Vorgestellt von Sabine Schmidt

Der diesjährige Deutsche Buchpreis ging an Antje Ràvik Strubel für ihren Roman "Blaue Frau". Die 1974 in Potsdam geborene Autorin und Übersetzerin hat schon zahlreiche Romane veröffentlicht, unter anderem auch "Sturz der Tage in die Nacht", mit dem sie bereits 2011 auf der Longlist zum Deutschen Buchpreis stand. Darüber, dass Frau Strubel den Preis in diesem Jahr nun gewonnen hat, freue ich mich sehr, denn "Blaue Frau" ist ein starkes, ein wichtiges Buch und erreicht vielleicht durch die Verleihung des Preises noch mehr Leserinnen und Leser, als es sonst der Fall gewesen wäre.

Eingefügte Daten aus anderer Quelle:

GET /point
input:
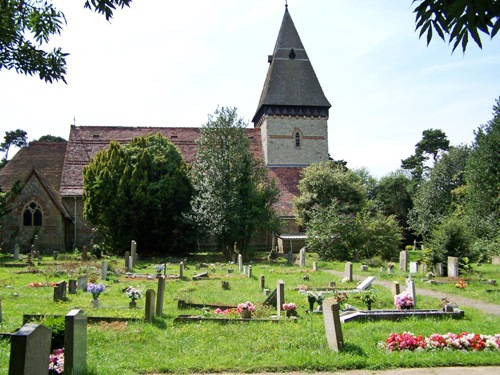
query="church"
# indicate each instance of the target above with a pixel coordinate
(290, 132)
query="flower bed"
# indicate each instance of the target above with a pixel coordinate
(450, 341)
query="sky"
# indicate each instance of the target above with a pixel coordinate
(165, 63)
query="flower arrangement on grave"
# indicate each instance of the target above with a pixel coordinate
(461, 284)
(368, 297)
(133, 293)
(464, 341)
(56, 362)
(95, 289)
(403, 301)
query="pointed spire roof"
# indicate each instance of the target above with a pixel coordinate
(291, 86)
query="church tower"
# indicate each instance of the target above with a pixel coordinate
(293, 111)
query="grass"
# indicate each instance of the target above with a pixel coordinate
(205, 346)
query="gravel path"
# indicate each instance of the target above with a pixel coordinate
(489, 308)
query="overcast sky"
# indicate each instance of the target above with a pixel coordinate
(165, 63)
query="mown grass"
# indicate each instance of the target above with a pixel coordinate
(168, 347)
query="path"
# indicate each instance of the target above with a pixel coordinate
(489, 308)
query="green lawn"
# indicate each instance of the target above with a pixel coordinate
(205, 346)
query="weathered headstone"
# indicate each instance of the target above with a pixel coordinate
(17, 249)
(413, 267)
(30, 350)
(262, 282)
(150, 305)
(75, 342)
(333, 328)
(452, 267)
(403, 260)
(348, 271)
(82, 283)
(240, 263)
(72, 287)
(161, 295)
(280, 296)
(365, 284)
(60, 291)
(395, 288)
(104, 270)
(302, 259)
(410, 288)
(133, 251)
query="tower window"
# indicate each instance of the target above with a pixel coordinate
(32, 215)
(297, 139)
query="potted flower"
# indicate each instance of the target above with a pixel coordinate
(134, 295)
(246, 309)
(96, 290)
(403, 301)
(290, 309)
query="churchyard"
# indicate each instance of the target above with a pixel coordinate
(215, 338)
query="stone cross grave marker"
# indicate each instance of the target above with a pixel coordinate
(403, 260)
(452, 267)
(161, 295)
(280, 296)
(29, 350)
(333, 328)
(75, 342)
(348, 271)
(150, 305)
(16, 251)
(365, 284)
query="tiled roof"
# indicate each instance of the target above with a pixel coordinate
(86, 141)
(291, 86)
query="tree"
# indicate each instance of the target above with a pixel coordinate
(323, 182)
(456, 20)
(139, 192)
(27, 25)
(17, 138)
(234, 195)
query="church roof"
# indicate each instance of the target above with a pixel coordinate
(291, 86)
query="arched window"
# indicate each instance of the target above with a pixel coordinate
(32, 215)
(297, 139)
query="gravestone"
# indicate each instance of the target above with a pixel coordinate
(395, 288)
(150, 305)
(348, 271)
(302, 259)
(82, 283)
(280, 297)
(75, 342)
(161, 295)
(403, 260)
(72, 287)
(365, 284)
(30, 350)
(410, 288)
(60, 291)
(104, 270)
(127, 254)
(452, 267)
(413, 267)
(240, 263)
(16, 251)
(133, 252)
(333, 328)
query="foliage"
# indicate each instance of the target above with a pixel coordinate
(138, 192)
(233, 193)
(27, 26)
(456, 20)
(322, 183)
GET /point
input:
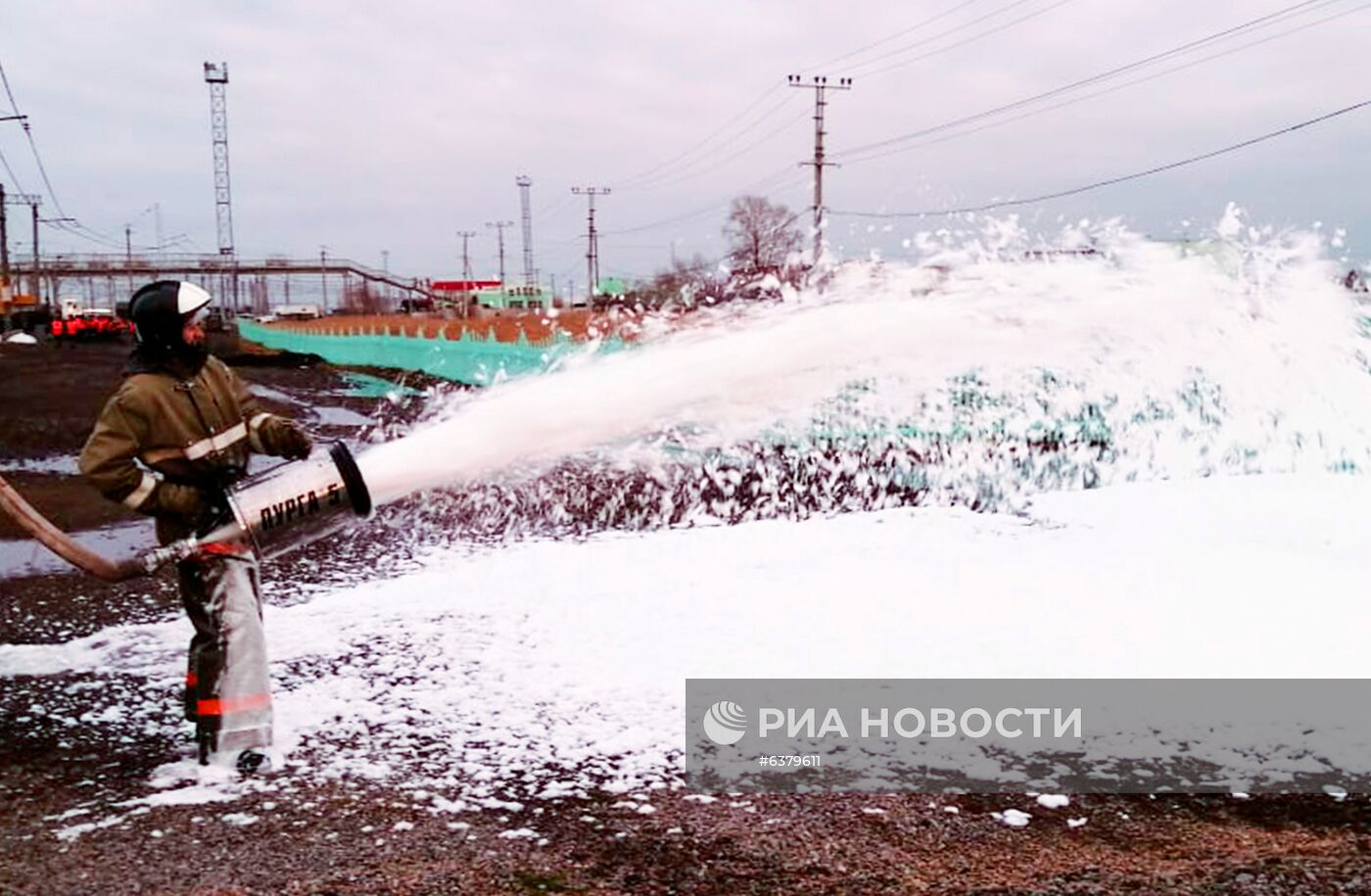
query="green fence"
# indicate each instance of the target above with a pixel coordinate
(470, 359)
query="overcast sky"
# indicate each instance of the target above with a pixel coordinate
(393, 126)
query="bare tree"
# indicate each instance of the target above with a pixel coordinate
(761, 236)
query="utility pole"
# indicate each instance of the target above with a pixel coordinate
(466, 271)
(52, 291)
(499, 229)
(37, 280)
(591, 240)
(216, 75)
(4, 247)
(524, 182)
(822, 86)
(386, 268)
(127, 254)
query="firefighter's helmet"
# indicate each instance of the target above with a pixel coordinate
(161, 309)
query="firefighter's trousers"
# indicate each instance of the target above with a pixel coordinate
(228, 690)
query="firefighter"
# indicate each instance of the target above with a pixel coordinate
(171, 439)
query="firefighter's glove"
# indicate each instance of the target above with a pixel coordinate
(294, 443)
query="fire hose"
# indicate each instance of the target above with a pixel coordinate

In "Blaue Frau" erzählt die Autorin die Geschichte der jungen Tschechin Adina, die, um Deutsch zu lernen, nach Berlin kommt und dort die charismatische Fotografin Rickie kennenlernt. Rickie verschafft Adina eine Praktikumsstelle in einem kleinen Ort in der Uckermark, wo ein besonderes Kulturhaus und somit auch Arbeitsplätze für die Region entstehen sollen. Dafür benötigt ihr Arbeitgeber Razvan Stein jedoch eine Menge Fördergelder. Die hofft er durch den Westdeutschen Johann Manfred Bengel zu bekommen, der in politischen Kreisen sehr einflussreich zu sein scheint. Als Bengel Stein in der Uckermark besucht, um ein gemeinsames Projekt zu planen, lernt Bengel Adina kennen und findet Gefallen an der jungen Frau. Adina jedoch fürchtet Bengel … zu Recht, denn als sie seine Annäherungsversuche zurückweist, vergewaltigt er sie.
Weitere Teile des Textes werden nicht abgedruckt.